In [1]:
import pandas as pd
import numpy as np
from sklearn import metrics
from sklearn.linear_model import LinearRegression
from sklearn.ensemble import RandomForestRegressor
from sklearn.model_selection import train_test_split
import matplotlib.pyplot as plt

# Data import & prep

In [2]:
df = pd.read_csv("~/Repositories/datasets/analytics_p2p_registrations.csv")

In [3]:
drop_cols = ['product', 'sms_trans_vol', 'p2p_trans_vol', 'kiosk_trans_vol', 
             'fb_trans_count', 'sms_trans_count', 'kiosk_trans_count', 'p2p_trans_count', 
             'mobile_visits', 'vt_trans_count', 'vt_trans_vol', 'don_form_trans_count', 
             'don_form_trans_vol', 'form', 'org', 'id', 'fb_trans_vol', 
             'one_time_trans_count', 'one_time_trans_vol', 'rec_trans_count', 
             'rec_trans_vol', 'mobile_trans_count', 'mobile_trans_vol', 
             'mobilevt_trans_count', 'mobilevt_trans_vol']
df = df.drop(drop_cols, axis=1)

In [4]:
df['reg_conversion'] = df['reg_count'] / df['visits']
df['don_conversion'] = df['don_count'] / df['visits']

In [5]:
df.columns

Index([u'Unnamed: 0', u'sic', u'ein', u'visits', u'tm_stamp', u'class_count',
       u'cat_count', u'promo_count', u'rest_count', u'amt_count', u'ded_count',
       u'fields', u'opt_fields', u'req_fields', u'allows_reg_ind',
       u'allows_teams', u'allows_reg_team_create', u'allows_reg_team_join',
       u'allows_opt_reg_donation', u'allows_sub_reg', u'allows_sub_reg_pfp',
       u'allows_other_don_amt', u'allows_pfp_off_don', u'allows_tfp_off_don',
       u'allows_soc_post_pfp_tcp', u'share_home', u'share_pfp', u'share_tfp',
       u'share_therm', u'share_donation', u'allows_social',
       u'social_templt_count', u'social_auto', u'pcnt_posts', u'mon_posts',
       u'count_posts', u'date_posts', u'email_templt_count', u'sponsors_count',
       u'inappr_content', u'reg_count', u'non_fund_reg', u'sub_reg_count',
       u'teams_count', u'reg_volume', u'don_volume', u'don_count', u'reg_amt',
       u'reg_conversion', u'don_conversion'],
      dtype='object')

In [25]:
ftrs = ['class_count', 'cat_count', 'promo_count', 'rest_count', 'fields', 
        'opt_fields', 'req_fields', 'allows_reg_ind', 'allows_teams', 'allows_reg_team_create',
       'allows_reg_team_join', 'allows_opt_reg_donation', 'allows_sub_reg', 'allows_sub_reg_pfp',
       'share_home', 'share_pfp', 'share_tfp', 'share_therm', 'share_donation', 'allows_social',
       'teams_count', 'reg_count', 'reg_amt', 'reg_conversion', 'don_volume', 'don_count', 'don_conversion']

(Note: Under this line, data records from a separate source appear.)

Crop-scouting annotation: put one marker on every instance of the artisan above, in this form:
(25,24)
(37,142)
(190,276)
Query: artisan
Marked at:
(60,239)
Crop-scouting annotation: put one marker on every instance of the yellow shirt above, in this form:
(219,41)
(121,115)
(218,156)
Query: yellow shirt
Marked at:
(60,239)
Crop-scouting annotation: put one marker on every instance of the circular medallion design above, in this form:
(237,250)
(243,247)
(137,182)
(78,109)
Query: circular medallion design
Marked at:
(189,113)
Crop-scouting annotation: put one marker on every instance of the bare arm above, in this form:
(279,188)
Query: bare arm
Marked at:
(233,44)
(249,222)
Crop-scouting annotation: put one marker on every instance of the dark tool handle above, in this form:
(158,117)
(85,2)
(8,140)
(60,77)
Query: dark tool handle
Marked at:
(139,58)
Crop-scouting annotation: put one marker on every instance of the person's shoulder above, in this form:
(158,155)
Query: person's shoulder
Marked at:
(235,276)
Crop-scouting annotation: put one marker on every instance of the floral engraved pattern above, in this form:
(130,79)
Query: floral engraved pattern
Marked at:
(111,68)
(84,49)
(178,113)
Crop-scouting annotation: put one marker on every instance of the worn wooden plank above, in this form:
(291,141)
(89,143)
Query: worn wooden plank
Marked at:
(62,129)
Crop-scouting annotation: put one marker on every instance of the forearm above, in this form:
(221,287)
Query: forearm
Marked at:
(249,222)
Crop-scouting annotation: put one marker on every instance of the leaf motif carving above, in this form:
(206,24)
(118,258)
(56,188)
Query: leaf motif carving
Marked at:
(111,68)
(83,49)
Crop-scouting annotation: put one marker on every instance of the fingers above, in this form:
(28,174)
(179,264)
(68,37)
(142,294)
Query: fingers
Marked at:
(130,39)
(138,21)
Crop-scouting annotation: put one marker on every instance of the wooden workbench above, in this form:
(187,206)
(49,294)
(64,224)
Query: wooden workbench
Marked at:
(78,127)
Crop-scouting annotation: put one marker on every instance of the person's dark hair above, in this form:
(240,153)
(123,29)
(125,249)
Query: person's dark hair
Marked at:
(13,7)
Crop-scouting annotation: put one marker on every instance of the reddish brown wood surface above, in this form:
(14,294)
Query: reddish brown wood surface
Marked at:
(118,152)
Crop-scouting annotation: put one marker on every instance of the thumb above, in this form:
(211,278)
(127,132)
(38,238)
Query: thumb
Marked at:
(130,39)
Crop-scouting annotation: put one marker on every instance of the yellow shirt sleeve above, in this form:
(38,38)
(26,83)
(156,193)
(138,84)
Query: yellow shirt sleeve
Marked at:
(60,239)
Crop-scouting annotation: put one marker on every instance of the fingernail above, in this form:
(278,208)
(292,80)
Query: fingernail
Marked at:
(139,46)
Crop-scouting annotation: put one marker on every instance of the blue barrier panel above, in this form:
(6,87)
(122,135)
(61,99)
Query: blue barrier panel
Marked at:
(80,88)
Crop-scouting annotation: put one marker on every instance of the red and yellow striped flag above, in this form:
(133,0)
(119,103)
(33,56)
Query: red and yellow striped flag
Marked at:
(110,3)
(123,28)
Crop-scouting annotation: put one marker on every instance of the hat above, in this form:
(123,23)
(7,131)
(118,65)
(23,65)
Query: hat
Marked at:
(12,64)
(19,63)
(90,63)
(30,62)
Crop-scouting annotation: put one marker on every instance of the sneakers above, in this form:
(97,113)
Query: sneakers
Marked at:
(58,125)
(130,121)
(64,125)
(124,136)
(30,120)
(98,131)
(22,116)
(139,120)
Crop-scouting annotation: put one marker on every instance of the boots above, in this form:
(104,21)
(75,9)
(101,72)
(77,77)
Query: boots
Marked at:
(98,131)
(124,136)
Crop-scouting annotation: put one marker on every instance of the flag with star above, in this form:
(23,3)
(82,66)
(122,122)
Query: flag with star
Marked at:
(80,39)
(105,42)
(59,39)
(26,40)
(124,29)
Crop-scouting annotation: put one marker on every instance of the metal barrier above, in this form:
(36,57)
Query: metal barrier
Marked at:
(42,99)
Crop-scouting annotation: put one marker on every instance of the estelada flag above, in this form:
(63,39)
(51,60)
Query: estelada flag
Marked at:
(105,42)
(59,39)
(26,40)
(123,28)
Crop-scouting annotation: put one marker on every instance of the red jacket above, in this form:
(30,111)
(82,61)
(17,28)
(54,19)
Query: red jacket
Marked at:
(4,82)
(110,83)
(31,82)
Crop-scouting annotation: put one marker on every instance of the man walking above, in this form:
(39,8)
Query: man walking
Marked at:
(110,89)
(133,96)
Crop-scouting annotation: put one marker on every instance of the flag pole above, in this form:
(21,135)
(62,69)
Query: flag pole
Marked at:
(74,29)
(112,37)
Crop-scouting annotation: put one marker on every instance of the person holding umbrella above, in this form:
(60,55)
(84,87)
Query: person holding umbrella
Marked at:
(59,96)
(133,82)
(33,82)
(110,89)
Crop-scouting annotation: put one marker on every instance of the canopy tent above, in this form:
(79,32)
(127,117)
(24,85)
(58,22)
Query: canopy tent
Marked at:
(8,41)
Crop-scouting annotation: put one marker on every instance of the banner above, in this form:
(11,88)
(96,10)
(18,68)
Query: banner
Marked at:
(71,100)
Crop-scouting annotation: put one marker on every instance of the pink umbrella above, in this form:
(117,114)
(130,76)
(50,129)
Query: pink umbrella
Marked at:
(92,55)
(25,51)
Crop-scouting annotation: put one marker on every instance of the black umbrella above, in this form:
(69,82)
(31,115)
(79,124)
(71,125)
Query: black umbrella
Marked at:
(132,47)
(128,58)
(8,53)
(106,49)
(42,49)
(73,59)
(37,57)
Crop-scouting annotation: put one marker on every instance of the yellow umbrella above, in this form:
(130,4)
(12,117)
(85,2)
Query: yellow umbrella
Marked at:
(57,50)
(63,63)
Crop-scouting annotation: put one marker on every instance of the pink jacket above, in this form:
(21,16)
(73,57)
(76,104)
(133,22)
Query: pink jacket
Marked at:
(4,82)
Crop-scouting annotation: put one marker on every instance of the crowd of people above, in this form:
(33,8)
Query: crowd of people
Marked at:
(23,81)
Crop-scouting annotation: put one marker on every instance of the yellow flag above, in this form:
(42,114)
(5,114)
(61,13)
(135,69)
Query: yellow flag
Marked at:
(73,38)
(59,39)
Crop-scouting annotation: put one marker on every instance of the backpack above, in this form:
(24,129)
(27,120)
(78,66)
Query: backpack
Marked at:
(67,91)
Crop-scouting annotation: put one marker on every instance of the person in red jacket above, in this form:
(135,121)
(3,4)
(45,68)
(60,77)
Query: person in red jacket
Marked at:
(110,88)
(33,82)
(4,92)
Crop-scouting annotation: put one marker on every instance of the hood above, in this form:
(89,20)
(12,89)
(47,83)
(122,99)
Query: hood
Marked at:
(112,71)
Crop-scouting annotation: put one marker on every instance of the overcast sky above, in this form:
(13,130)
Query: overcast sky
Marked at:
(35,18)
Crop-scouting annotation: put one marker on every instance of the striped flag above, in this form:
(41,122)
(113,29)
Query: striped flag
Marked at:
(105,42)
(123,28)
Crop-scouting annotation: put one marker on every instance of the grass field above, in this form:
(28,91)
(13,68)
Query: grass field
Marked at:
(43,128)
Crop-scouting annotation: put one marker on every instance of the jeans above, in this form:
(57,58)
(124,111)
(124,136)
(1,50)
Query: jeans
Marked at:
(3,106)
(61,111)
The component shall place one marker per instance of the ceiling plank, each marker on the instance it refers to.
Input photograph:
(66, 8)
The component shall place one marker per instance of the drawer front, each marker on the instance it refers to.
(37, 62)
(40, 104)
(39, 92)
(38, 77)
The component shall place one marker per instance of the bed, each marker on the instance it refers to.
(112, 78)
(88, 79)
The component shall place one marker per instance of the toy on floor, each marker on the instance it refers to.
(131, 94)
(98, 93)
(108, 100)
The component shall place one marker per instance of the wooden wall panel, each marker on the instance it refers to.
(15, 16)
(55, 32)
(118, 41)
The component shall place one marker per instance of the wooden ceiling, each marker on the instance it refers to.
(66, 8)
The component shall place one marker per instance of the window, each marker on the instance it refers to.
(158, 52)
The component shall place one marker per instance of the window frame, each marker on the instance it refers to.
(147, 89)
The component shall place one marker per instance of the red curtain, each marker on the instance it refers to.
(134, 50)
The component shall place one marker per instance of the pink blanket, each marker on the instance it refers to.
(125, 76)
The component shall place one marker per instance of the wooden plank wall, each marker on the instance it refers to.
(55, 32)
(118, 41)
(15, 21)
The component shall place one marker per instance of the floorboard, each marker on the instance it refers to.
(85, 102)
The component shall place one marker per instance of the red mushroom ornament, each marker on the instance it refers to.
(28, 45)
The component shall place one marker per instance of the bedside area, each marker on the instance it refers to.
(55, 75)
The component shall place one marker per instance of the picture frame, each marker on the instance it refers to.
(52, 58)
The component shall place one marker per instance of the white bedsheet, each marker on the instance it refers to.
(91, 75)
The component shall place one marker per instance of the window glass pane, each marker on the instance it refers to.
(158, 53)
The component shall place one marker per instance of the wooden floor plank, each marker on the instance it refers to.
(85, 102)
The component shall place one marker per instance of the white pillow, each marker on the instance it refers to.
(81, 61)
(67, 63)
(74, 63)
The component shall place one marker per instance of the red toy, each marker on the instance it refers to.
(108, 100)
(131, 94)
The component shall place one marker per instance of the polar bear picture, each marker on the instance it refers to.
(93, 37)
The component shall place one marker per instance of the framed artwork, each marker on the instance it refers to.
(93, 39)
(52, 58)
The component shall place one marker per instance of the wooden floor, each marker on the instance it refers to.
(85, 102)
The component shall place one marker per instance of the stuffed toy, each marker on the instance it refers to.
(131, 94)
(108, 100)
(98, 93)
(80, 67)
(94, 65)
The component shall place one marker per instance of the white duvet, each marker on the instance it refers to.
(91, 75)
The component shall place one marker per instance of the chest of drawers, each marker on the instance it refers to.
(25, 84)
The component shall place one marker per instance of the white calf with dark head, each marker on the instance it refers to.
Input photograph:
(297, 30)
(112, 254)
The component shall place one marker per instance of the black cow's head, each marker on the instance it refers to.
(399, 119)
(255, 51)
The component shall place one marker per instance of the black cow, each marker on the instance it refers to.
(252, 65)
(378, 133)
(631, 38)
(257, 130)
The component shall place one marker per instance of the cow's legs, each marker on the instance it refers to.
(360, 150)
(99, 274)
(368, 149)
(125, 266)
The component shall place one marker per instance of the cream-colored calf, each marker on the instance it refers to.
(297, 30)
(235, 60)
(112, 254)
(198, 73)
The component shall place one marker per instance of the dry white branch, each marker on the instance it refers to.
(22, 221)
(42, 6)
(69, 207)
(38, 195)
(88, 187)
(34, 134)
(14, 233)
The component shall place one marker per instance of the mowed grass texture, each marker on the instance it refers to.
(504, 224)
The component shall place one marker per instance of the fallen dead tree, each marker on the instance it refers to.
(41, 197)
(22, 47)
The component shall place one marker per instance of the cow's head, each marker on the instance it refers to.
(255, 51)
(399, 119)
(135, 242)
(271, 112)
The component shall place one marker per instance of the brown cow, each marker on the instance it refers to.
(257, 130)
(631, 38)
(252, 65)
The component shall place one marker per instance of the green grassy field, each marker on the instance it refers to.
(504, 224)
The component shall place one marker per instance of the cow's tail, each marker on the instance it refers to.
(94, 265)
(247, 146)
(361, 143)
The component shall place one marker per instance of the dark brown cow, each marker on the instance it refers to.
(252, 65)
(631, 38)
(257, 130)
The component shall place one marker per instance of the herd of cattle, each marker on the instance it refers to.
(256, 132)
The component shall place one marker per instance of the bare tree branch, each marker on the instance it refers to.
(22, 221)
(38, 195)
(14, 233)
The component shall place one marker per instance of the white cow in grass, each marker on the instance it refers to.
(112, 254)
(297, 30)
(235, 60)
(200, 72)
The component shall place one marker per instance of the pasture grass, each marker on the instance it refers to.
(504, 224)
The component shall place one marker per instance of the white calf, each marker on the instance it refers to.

targets = ['reg_count', 'reg_amt', 'reg_conversion', 'don_volume', 'don_count', 'don_conversion']

# Individual registration setting

## rebalancing & exploration

In [34]:
df.loc[df.allows_reg_ind==5, 'allows_reg_ind'] = 0
df.allows_reg_ind.value_counts()

1    202906
0     65190
Name: allows_reg_ind, dtype: int64

In [35]:
resampled = df[df.allows_reg_ind==0]
resampled = resampled.append(df[df.allows_reg_ind==1].sample(len(resampled)))

In [36]:
resampled.allows_reg_ind.value_counts()

1    65190
0    65190
Name: allows_reg_ind, dtype: int64

In [37]:
cols = ['allows_reg_ind', 'reg_count', 'reg_volume', 'don_volume', 'don_count', 
        'reg_amt', 'reg_conversion', 'don_conversion']
resampled[cols].corr()

Unnamed: 0,allows_reg_ind,reg_count,reg_volume,don_volume,don_count,reg_amt,reg_conversion,don_conversion
allows_reg_ind,1.0,-0.005654,,-0.080157,-0.108687,0.00026,0.000581,-0.072588
reg_count,-0.005654,1.0,,-0.000616,-0.00043,0.16666,0.649562,-0.004629
reg_volume,,,,,,,,
don_volume,-0.080157,-0.000616,,1.0,0.802023,-0.000932,-0.019732,0.150625
don_count,-0.108687,-0.00043,,0.802023,1.0,-0.001364,-0.023411,0.173411
reg_amt,0.00026,0.16666,,-0.000932,-0.001364,1.0,0.132524,-0.000996
reg_conversion,0.000581,0.649562,,-0.019732,-0.023411,0.132524,1.0,-0.018566
don_conversion,-0.072588,-0.004629,,0.150625,0.173411,-0.000996,-0.018566,1.0


## modeling for feature importance 

In [38]:
for target in targets:
    mse = []
    exv = []
    r2 = []

    df_ftrs = resampled[ftrs].drop(targets, axis=1)
    df_target = resampled[target]

    for i in range(5):
        X_train, X_test, y_train, y_test = train_test_split(df_ftrs, df_target, test_size=0.25)
        rf = RandomForestRegressor(n_estimators=100)
        rf.fit(X_train, y_train)
        y_pred = rf.predict(X_test)
        mse.append(metrics.mean_squared_error(y_test, y_pred))
        exv.append(metrics.explained_variance_score(y_test, y_pred))
        r2.append(metrics.r2_score(y_test, y_pred))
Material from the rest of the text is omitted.